The brink of failure

Failure… A close relative of fear who fights to keep us from our best. Man has always been praised for his ability to endure and prevail against all odds but the fear of humiliation can stop most of us in our tracks before we can even begin to try. Stanford Psychologist Carol Dweck, during her research to understand how people cope with failure found that there were students who didn’t even recognize failure. Instead, these students correlated the need to work harder or develop better study habits. What’s more fascinating is that these students almost all sought such challenges independently and were uninterested in anything that came easily. The students who demonstrated such behavior turned out to be most likely to have six figure salaries and successful marriages after graduating which Professor Dweck correlates with their desire for challenge. By placing themselves in the most challenging environments and opting to lose the most, they had the most to gain. Many of us are failure-averse and as Dweck points out, we can be failure averse in one area of our lives and not another. For example an athlete can be unafraid of failure in his or her sport but not when it comes to their love life. Below is something that helps me have perspective when it comes to winning or losing.

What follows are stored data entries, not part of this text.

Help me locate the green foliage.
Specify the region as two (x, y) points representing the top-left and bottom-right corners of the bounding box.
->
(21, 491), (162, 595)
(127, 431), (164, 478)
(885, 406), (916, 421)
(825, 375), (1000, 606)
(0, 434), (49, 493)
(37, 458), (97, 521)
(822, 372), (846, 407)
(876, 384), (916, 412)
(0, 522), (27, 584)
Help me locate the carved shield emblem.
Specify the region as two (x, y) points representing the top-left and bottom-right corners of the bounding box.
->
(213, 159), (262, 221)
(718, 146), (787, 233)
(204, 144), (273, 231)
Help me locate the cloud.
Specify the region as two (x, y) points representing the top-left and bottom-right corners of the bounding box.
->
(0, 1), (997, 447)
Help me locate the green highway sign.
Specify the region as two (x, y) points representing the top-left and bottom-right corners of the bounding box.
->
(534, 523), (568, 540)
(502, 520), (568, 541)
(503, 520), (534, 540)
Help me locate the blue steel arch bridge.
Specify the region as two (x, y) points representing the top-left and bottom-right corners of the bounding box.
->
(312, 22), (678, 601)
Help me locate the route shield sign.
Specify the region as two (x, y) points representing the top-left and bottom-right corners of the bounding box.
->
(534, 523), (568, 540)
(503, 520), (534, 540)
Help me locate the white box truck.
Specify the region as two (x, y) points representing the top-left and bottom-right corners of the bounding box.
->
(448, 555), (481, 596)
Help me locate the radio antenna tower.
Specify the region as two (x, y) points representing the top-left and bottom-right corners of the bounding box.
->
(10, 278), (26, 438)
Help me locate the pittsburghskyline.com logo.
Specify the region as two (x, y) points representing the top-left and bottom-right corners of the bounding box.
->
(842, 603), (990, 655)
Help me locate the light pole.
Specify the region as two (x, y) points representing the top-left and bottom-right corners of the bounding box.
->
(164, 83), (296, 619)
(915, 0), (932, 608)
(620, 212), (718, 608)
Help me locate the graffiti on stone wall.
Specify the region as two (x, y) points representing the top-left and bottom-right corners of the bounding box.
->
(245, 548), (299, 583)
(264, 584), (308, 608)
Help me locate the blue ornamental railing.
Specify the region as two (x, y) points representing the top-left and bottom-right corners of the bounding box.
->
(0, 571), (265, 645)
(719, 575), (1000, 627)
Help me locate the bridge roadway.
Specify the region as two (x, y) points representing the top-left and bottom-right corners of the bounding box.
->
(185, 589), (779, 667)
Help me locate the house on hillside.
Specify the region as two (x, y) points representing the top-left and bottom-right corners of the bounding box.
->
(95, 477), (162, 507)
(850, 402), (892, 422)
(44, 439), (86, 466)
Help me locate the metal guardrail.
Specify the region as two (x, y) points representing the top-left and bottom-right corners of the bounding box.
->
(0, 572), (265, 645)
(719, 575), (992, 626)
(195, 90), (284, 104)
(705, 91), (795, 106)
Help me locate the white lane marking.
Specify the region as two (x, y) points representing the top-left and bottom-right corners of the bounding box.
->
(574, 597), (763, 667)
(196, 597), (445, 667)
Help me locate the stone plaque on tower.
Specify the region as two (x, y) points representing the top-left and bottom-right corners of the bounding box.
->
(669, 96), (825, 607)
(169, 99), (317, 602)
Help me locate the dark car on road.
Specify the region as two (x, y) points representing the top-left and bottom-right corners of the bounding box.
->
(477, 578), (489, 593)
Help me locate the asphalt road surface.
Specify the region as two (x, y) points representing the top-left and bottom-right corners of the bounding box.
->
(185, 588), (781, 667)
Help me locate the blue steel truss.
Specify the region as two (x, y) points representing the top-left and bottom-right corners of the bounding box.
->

Theodore Roosevelt famously quoted “It is not the critic who counts; not the man who points out how the strong man stumbles, or where the doer of deeds could have done them better. The credit belongs to the man who is actually in the arena, whose face is marred by dust and sweat and blood; who strives valiantly; who errs, who comes short again and again, because there is no effort without error and shortcoming; but who does actually strive to do the deeds; who knows great enthusiasms, the great devotions; who spends himself in a worthy cause; who at the best knows in the end the triumph of high achievement, and who at the worst, if he fails, at least fails while daring greatly, so that his place shall never be with those cold and timid souls who neither know victory nor defeat.”